Manolo Betancur believes everyone deserves a birthday cake.
“I arrived to America 25 years ago, and I didn’t speak any English, and I didn’t have any money in my pocket,” Betancur, owner of Manolo’s Bakery in Charlotte, North Carolina, tells TODAY.com.
He left his birth country of Colombia to attend college in Tennessee. Years after going to school, he got married, moved to North Carolina and, in 2005, bought his bakery.
“We are the oldest immigrant Latino bakery in the Carolinas,” he says.
Through his bakery, Betancur has sold tres leches, tartaleta and cheesecakes to his customers, while simultaneously giving back to his community. For 12 years, he’s been donating cakes to celebrate the birthdays of those experiencing homelessness in his city.

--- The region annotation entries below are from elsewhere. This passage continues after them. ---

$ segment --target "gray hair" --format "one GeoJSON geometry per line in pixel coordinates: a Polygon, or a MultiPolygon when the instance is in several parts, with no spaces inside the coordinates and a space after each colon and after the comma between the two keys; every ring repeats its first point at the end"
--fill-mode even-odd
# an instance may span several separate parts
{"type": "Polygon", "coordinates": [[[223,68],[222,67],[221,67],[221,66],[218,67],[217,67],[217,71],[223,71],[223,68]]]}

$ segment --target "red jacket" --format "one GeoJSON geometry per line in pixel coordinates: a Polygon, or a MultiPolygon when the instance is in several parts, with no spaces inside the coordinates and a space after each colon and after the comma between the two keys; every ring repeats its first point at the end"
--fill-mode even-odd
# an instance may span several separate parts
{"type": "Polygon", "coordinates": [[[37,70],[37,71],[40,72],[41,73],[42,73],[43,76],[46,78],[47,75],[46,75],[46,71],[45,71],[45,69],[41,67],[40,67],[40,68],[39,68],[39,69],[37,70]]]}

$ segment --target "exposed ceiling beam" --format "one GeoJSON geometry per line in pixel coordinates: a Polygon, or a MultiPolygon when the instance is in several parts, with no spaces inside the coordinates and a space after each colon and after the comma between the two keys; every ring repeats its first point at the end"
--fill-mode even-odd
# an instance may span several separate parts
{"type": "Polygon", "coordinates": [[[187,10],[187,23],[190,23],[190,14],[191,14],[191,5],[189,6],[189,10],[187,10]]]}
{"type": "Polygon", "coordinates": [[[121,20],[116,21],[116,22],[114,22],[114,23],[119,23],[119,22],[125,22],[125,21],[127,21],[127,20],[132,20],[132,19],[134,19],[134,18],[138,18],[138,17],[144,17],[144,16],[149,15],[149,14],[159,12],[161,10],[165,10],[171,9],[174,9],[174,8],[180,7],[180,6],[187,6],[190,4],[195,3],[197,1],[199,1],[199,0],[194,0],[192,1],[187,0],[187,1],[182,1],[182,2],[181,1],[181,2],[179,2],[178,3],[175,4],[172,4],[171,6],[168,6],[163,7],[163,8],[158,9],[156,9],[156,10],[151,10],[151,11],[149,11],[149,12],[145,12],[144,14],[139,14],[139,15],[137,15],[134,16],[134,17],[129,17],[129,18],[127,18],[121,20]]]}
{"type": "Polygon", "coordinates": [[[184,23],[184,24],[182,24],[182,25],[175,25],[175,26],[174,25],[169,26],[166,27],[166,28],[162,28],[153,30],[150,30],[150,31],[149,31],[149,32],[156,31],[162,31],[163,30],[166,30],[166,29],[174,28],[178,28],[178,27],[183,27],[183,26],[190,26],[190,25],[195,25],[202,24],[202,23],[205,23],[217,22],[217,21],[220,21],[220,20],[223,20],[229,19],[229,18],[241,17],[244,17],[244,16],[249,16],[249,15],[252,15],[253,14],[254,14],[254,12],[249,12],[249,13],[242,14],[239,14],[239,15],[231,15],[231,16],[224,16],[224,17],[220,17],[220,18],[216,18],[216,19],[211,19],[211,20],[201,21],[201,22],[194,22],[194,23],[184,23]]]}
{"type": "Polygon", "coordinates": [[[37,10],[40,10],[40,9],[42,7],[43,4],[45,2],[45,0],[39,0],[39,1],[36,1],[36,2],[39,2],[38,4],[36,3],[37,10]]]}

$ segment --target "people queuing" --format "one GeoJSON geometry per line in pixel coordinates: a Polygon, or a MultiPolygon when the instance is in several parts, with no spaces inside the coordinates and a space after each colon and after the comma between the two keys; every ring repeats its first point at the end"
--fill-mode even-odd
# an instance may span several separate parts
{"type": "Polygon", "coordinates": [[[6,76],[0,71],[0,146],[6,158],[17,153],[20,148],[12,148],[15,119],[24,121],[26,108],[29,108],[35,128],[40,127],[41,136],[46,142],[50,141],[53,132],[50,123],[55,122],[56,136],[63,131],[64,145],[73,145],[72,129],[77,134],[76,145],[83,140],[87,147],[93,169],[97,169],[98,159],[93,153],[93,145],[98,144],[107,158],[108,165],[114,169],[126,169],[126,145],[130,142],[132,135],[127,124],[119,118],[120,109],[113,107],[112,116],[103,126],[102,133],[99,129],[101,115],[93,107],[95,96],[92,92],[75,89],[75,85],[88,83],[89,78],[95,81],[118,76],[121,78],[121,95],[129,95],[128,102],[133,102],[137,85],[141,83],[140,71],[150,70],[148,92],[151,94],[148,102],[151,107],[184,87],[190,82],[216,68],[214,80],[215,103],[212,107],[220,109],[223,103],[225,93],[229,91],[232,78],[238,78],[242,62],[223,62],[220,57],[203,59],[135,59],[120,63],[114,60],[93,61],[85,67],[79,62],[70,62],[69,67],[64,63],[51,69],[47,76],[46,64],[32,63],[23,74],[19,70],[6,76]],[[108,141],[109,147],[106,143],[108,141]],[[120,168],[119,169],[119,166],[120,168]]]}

“We don’t call them ‘homeless,’” he says. “They’re our neighbors.”
Betancur says it all started when he approached Raise You Up Ministries, a nonprofit focused on the needs of chronically homeless people in the greater Charlotte area, to ask them where they were getting cake for people’s birthdays, and offered to donate from his bakery.

Now, he serves vanilla sheet cakes — some with caramel, some with peaches inside — whenever a birthday comes up.
“To me, that was the coolest idea ever, because nobody thinks about their birthdays,” Betancur says.
This year, Betancur and his employees delivered their 300th cake, marking a hard-fought milestone. He thinks back to one experience that makes it all worth it.
“Somebody from the nonprofit approached me one day and said, ‘Manolo, are you the cake guy?’” he says. When he nodded, the employee told him that the last person he delivered a cake to cried and said it was the first time he had a birthday cake in his life.
Betancur says, “That (was) the most important cake in this bakery.”